Why does this Adam implementation cursed?

neva · December 28, 2022, 9:52am

when runing this code I get nan loss which makes no since.
i ran identical code with the stock wadam and it worked fine
whats even weirder is that even the first loss is nan

class Adam():
def init(self,parametrs,lr=0.01,betas=(0.9,0.999),eps=1e-8,decay= 0.):
self.groups=[{‘params’:p,
‘mom1’:torch.zeros(p.shape).to(p.device),
‘mom2’:torch.ones(p.shape).to(p.device),
‘max_mom2’:torch.ones(p.shape).to(p.device)} for p in parametrs]
self.lr=lr
self.betas=betas
self.eps=eps
self.decay=decay
self.step=0
def update(self):
self.step+=1
with torch.no_grad():
for p in self.groups:
grad=p[‘params’].grad

    p['mom1']=grad*(1-self.betas[0])+p['mom1']*self.betas[0]
    p['mom2']=grad*(1-self.betas[1])+p['mom2']*self.betas[1]
    #p['max_mom2']=torch.maximum(p['mom2'],p['max_mom2'])

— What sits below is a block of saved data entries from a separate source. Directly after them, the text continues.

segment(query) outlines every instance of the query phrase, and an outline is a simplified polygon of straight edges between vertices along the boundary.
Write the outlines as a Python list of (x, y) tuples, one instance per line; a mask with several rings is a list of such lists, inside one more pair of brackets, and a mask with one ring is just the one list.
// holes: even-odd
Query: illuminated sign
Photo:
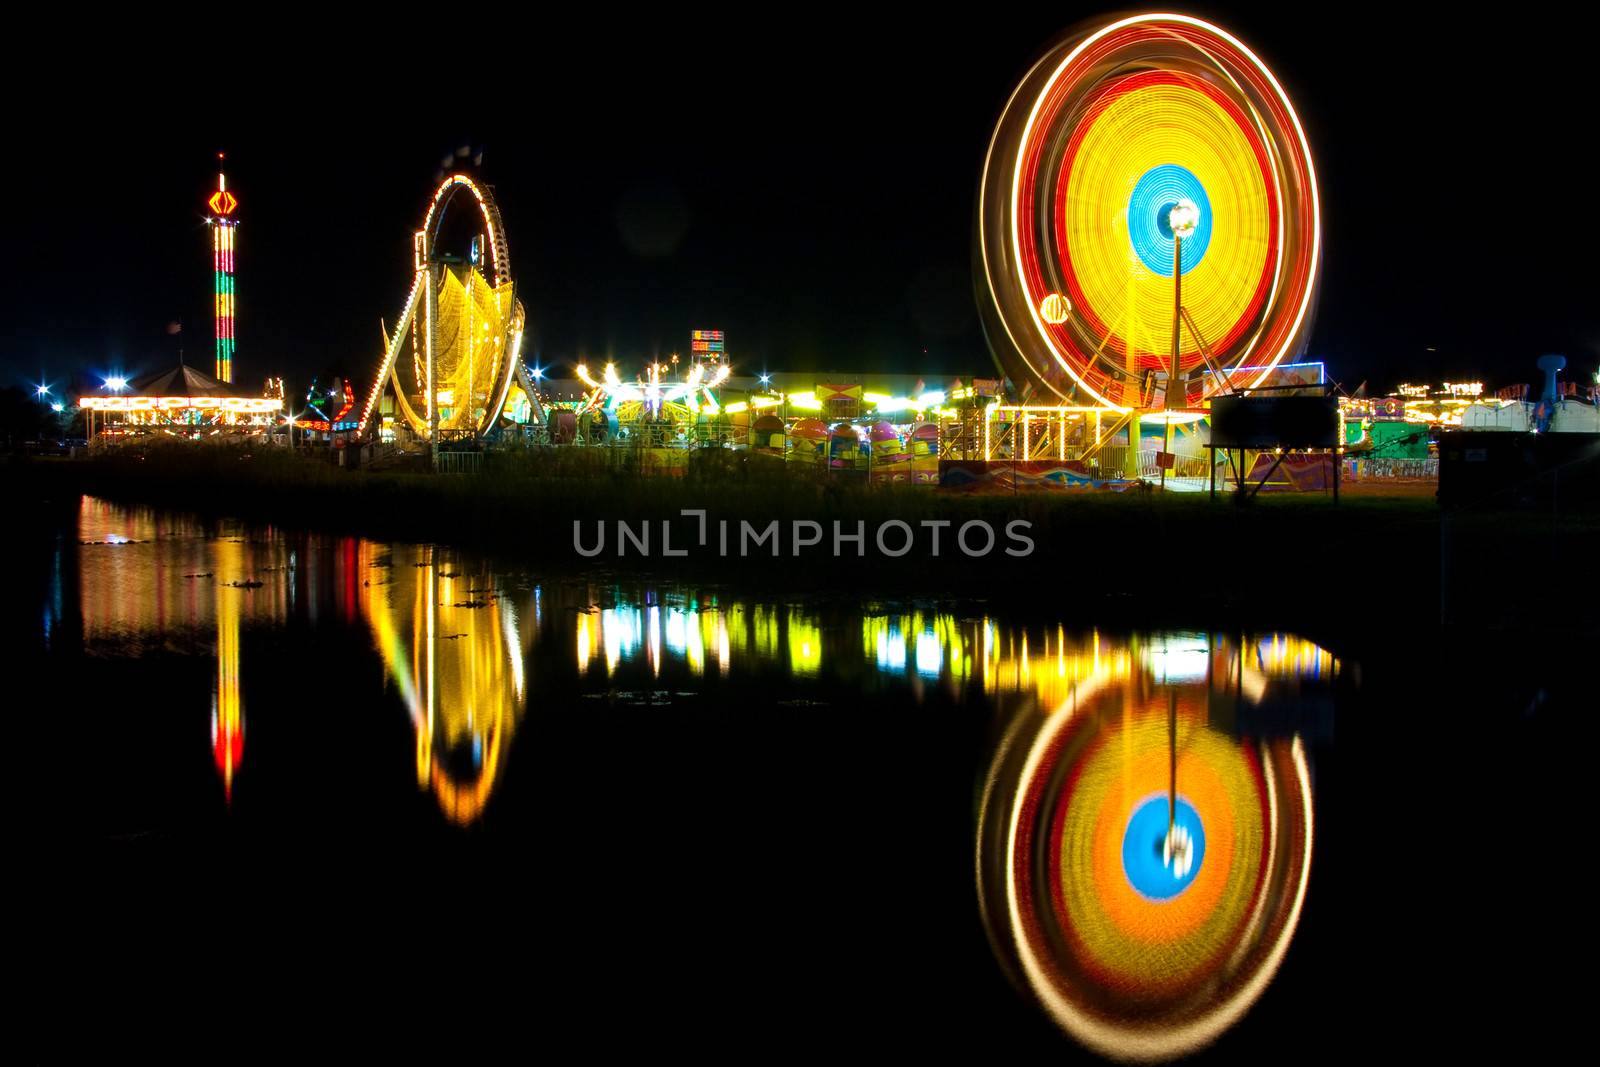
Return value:
[[(1277, 366), (1234, 367), (1227, 372), (1228, 383), (1235, 389), (1281, 389), (1299, 386), (1320, 386), (1327, 381), (1327, 369), (1320, 361), (1309, 363), (1279, 363)], [(1246, 382), (1243, 379), (1254, 379)]]
[(725, 338), (721, 330), (690, 330), (689, 351), (697, 356), (707, 356), (711, 359), (722, 358), (726, 349), (723, 347)]

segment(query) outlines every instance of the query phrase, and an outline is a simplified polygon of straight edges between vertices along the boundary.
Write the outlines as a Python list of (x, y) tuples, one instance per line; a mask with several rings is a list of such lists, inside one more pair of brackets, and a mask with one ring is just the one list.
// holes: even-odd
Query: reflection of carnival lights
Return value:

    m=p['mom1']/(1-self.betas[0]**self.step)
    v=p['mom2']/(1-self.betas[1]**self.step)
    #v=p['max_mom2']/(1-self.betas[1]**self.step)
    v=torch.sqrt()

    p['params'].data-=self.lr*m/(v+self.eps)
    p['params'].data-=self.decay*p['params']

opt=Adam(model2.parameters())

ordalian · December 28, 2022, 11:39am

v=torch.sqrt() is incorrect, sqrt is a function not a class. I think you might have wanted to do v = torch.sqrt(v), or you can use the class method v=v.sqrt().

neva · January 19, 2023, 11:38am

bug is so obvious its mind numbing. there is no **2 on the second moment

neva · January 19, 2023, 11:38am

no thats not the issue its honestly idiotic by me.
i didnt square the second moment